Es war schon halb dunkel, und ein eigentümliches Sausen ging durch die Luft; er blieb auf der steinernen Schwelle stehn und sah zum Himmel empor. Da hörte er vom Rande des Berges seinen Namen rufen, ganz leise; es war keine Täuschung, denn es wiederholte sich zweimal. Er sah auf und gewahrte eine weibliche Gestalt, die zwischen den Bäumen kauerte und herabsah. – „Wer ist da?“ fragte er. – „Ich höre, daß du fortreisen sollst,“ sagte sie leise, „da mußte ich zu dir kommen, um dir Lebewohl zu sagen, da du nicht zu mir kommen willst.“ – „Liebe, bist du es!
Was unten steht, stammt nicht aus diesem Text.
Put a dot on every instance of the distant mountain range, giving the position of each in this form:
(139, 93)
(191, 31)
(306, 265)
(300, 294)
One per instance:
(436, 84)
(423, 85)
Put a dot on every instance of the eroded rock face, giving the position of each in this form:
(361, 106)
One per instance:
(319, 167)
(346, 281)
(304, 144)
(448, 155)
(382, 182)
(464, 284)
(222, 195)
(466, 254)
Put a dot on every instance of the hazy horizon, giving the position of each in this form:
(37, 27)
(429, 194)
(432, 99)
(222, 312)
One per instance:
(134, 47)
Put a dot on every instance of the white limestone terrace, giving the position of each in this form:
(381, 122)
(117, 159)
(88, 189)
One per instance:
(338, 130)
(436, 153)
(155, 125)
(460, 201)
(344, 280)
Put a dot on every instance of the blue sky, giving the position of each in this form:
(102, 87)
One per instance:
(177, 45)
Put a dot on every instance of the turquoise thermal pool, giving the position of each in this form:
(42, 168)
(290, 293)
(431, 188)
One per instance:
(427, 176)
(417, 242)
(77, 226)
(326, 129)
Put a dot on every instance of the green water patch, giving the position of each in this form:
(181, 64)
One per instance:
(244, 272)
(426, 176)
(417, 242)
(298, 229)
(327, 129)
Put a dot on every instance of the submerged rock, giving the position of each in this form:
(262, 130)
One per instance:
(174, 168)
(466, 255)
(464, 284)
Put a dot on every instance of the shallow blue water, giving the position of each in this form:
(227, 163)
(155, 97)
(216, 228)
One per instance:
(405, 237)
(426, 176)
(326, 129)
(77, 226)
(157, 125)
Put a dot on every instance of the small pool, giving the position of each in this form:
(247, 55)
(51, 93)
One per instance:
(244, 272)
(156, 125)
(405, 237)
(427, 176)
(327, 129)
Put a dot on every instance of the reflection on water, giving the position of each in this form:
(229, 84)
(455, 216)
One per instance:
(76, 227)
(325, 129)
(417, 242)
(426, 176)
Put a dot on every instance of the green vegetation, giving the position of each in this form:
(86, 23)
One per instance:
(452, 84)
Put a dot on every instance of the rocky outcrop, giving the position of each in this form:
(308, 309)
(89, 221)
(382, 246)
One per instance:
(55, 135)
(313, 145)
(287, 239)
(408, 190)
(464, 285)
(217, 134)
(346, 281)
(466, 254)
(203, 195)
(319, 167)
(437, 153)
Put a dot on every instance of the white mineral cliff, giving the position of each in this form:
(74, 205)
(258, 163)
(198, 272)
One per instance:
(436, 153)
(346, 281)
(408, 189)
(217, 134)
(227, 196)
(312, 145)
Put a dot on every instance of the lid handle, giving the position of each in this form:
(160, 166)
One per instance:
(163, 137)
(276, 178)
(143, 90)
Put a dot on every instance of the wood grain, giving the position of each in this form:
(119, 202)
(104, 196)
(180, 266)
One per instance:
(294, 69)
Ich will zu dir hinaufkommen!“ – „Nein, tu das nicht, ich habe schon so lange gewartet, und da müßte ich noch länger warten; niemand weiß, wo ich bin, ich muß eilen, nach Hause zu kommen.“ – „Es war hübsch von dir, daß du gekommen bist,“ sagte er. – „Ich konnte den Gedanken nicht ertragen, daß du so abreisen solltest, Öyvind; wir haben einander gekannt, seit wir klein waren.“ – „Ja, das haben wir.“ – „Und nun haben wir ein halbes Jahr lang nicht miteinander gesprochen.“ – „Nein, das taten wir nicht.“ – „Wir gingen damals auch so sonderbar auseinander.“ – „Ja – ich glaube, ich muß doch zu dir hinaufkommen.“ – „Ach nein, tu das nicht! Aber sag mir, du bist mir doch nicht böse?“ – „Liebe, wie kannst du das nur glauben!“ – „So leb denn wohl, Öyvind, und hab Dank für alles, was wir zusammen erlebt haben.“ – „Nein, Marit!“ – „Ja, jetzt muß ich gehn, sie werden mich vermissen.“ – „Marit! Marit!“ – „Nein, ich wage es nicht, länger fortzubleiben, Öyvind. Lebe wohl!“ – „Lebe wohl!“

Wie im Traum ging er den Rest des Abends einher und antwortete wie aus weiter Ferne, wenn man ihn anredete; sie schrieben es der Abreise zu, was ja ganz natürlich war, und auf diese war auch seine ganze Aufmerksamkeit gerichtet in dem Augenblick, als der Schulmeister am Abend Abschied nahm und ihm etwas in die Hand gab, was, wie er hinterher sah, ein Fünftalerschein war. Als er sich dann aber später niederlegte, dachte er nicht mehr an die Abreise, sondern an die Worte, die vom Bergrande herabgekommen und hinaufgegangen waren. Als Kind durfte sie nicht auf die Bergwand hinaufkommen, weil der Großvater fürchtete, daß sie herabfallen könnte. Vielleicht kommt sie doch noch herab!